Think about your last trip to your local, high-volume coffee shop.
You walk up to a counter and place an order by paying for your drink. The
barista marks a cup with your order and places it in a queue, where
someone else picks it up and makes your drink. You head off to wait in a
different line (or queue) while your latte is prepared.This common, everyday exchange provides several interesting
lessons:
The coffee shop can increase the number of employees at the
counter, or increase the number of employees making coffee, with
neither action depending on the other, but depending on the
load.
The barista making coffee can take a quick break and customers
don’t have to wait for someone to take their orders. The system keeps
moving, but at a slower pace.
The barista is free to pick up different cups, and to process
more complex orders first, or process multiple orders at once.
This is a significant amount of flexibility, something that a lot of
software systems can be envious of. This is also a classic example of a
good queuing system.
There are several good uses for queues, but most people wind up
using queues to implement one important component of any scalable website
or service: asynchronous operations. Let’s illustrate this with an example
most of you should be familiar with: Twitter.
Consider how Twitter works. You publish an update and it shows up in
several places: your time line, the public time line, and for all the
people following you. When building a prototype of Twitter, it might make
sense to implement it in the simplest way possible—when you select the Update button
(or submit it through the API) you publish changes into all the
aforementioned places. However, this wouldn’t scale.

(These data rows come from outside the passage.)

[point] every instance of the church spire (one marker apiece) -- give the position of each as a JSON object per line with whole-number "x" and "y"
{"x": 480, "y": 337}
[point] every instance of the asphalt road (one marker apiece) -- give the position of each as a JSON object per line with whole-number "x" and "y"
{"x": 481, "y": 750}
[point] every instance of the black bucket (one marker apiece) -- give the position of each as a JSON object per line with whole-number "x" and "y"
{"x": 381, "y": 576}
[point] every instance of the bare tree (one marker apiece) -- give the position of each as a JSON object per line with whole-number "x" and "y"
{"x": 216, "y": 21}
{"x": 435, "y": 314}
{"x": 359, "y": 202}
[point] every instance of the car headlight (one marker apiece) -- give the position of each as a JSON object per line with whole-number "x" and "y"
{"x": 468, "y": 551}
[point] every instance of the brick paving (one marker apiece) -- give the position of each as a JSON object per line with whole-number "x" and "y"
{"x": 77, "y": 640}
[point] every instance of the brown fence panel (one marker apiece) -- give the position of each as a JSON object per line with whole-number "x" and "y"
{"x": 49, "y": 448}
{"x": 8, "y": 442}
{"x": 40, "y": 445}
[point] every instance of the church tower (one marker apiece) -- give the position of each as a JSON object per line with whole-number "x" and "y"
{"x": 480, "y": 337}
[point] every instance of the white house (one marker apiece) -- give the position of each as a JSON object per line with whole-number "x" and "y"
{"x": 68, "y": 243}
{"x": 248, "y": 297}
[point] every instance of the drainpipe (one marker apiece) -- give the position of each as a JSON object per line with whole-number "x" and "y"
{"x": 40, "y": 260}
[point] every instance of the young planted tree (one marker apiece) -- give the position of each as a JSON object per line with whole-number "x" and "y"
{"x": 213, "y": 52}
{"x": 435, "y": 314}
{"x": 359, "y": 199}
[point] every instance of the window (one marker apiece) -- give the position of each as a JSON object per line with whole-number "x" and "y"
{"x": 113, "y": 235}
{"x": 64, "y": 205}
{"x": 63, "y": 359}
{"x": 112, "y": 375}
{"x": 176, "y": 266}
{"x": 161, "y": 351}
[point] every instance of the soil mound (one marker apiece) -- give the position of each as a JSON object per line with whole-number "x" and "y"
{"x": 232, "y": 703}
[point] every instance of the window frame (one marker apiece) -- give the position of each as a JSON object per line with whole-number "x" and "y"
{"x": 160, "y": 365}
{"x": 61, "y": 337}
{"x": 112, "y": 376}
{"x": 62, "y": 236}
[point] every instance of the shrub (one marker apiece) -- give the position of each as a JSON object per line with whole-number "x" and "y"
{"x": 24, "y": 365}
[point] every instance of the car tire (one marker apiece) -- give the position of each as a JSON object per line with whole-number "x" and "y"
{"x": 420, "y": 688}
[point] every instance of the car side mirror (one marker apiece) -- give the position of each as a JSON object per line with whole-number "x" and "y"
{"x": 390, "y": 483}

When the site is under stress, you don’t want people to lose their
updates because you couldn’t update the public timeline in a timely
manner. However, if you take a step back, you realize that you don’t need
to update all these places at the exact same time. If Twitter had to
prioritize, it would pick updating that specific user’s time line first,
and then feed to and from that user’s friends, and then the public time
line. This is exactly the kind of scenario in which queues can come in
handy.
Using queues, Twitter can queue updates, and then publish them to
the various time lines after a short delay. This helps the user experience
(your update is immediately accepted), as well as the overall system
performance (queues can throttle publishing when Twitter is under
load).
These problems face any application running on Windows Azure. Queues
in Windows Azure allow you to decouple the different parts of your
application, as shown in Figure 1.
In this model, a set of frontend roles process incoming requests
from users (think of the user typing in Twitter updates). The frontend
roles queue work requests to a set of Windows Azure queues. The backend
roles implement some logic to process these work requests. They take items
off the queue and do all the processing required. Since only small
messages can be put on the queue, the frontends and backends share data
using the blob or the table storage services in Windows Azure.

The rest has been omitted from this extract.